A research team at UBC’s Okanagan campus is working with hospice palliative care societies from throughout the B.C. Interior to help improve end-of-life care for people in rural and remote communities.
Executive directors from 24 of the region’s volunteer hospice societies were invited to meet at UBC’s Okanagan campus on April 22 to share their experiences with one another and with researchers.
“We want to understand their challenges, the programs they offer, innovative ideas they have, and to build stronger links with the university so we can engage in a program of research,” says researcher Barb Pesut, Assistant Professor of Nursing. “We want to find out what the key questions should be — and work together to answer those questions.”
The meeting in April shared a sense of purpose with this week’s National Hospice Palliative Care Week, May 2 to 8: to bring a focus on people living with life-limiting illness, their caregivers and family members, providing a venue to share their experiences and the importance of what hospice and palliative care means to them.
“End-of-life care is the kind of service everyone needs and deserves — the right to die with dignity — and hospice societies provide that and do it well,” says Kate McDonough, a member of the project team and Executive Director of the Williams Lake Hospice Palliative Care Society.
Palliative care is far more than the care that happens at end of life, says researcher Carole Robinson, Acting Director of the School of Nursing.

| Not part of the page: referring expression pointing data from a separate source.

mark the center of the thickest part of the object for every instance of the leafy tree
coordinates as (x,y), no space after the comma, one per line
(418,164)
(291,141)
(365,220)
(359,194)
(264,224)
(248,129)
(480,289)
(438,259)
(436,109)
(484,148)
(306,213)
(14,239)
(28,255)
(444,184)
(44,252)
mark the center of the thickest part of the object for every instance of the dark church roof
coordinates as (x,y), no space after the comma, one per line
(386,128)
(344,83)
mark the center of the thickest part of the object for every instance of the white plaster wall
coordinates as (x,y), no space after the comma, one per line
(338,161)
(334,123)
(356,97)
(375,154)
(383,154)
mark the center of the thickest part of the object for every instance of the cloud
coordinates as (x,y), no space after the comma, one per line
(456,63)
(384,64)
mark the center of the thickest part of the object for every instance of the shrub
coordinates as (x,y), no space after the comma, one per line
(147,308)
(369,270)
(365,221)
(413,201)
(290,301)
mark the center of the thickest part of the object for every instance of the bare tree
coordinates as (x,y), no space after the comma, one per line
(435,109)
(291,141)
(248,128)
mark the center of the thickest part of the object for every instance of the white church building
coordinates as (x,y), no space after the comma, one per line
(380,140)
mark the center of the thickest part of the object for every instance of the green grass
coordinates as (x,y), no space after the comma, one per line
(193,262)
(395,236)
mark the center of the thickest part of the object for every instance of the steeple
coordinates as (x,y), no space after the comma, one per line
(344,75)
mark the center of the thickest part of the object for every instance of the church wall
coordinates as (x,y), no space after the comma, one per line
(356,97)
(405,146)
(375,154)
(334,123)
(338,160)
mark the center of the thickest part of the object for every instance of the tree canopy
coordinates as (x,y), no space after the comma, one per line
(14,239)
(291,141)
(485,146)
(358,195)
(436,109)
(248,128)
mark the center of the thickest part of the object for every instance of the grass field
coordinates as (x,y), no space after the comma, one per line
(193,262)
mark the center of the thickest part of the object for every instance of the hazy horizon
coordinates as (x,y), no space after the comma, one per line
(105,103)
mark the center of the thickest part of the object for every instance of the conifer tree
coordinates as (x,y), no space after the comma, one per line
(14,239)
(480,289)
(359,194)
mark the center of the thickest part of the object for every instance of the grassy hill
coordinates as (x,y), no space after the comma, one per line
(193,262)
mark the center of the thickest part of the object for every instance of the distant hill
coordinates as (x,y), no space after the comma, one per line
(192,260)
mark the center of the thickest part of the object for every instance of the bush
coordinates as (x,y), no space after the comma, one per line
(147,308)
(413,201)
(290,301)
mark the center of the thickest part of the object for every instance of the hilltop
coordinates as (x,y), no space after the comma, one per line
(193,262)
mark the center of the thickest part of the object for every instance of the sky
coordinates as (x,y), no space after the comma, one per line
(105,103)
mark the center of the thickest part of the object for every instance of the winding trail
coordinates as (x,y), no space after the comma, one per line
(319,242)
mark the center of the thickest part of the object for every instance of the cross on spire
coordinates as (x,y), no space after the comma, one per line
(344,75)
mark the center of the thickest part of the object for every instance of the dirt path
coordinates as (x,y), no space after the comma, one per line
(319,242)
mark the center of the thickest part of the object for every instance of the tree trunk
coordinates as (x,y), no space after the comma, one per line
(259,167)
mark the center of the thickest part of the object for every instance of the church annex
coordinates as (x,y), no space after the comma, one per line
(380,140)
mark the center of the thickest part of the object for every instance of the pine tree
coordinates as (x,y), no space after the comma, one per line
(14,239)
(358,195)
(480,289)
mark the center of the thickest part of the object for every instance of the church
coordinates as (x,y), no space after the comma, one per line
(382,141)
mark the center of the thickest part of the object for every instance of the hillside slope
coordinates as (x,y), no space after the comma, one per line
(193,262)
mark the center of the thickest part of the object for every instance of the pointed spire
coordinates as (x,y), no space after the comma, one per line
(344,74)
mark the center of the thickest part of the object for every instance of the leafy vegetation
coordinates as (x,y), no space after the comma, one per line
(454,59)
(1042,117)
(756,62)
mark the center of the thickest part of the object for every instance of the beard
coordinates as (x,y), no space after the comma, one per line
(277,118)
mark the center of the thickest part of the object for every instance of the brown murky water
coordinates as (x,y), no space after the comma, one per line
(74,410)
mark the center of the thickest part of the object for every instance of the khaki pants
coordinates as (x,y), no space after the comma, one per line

“It includes all the care aimed at enhancing quality of life when someone has life-shortening illness,” Robinson says. “We are turning our attention to the family caregivers who provide so much of this care and who are at risk of compromising their own health, with the intent of developing effective supports.”
The project is funded by a $15,000 internal grant from UBC and will continue with a more in-depth exploration of the experiences of people in rural or remote communities. The team is now seeking family members who, during the past two years, have provided care for a loved one at the end of life, and who are willing to be interviewed by phone. Anyone interested in participating is encouraged to contact the research team at 1-877-806-9955 or email barb.pesut@ubc.ca for more information.
“Engaging community members in our research is exactly what we are aiming for here at UBC Okanagan,” says Joan Bottorff, Director of the Institute for Healthy Living and Chronic Disease Prevention. “They bring a wealth of local experience to our discussions — and that is key to helping us identify priorities for palliative care research that will make a real difference to families.”
This project is part of a larger research program exploring ethics in rural palliative care, which has received $148,000 from the Canadian Institutes of Health Research. That three-year initiative includes an ethnographic study of rural communities in B.C., and is now in its second year.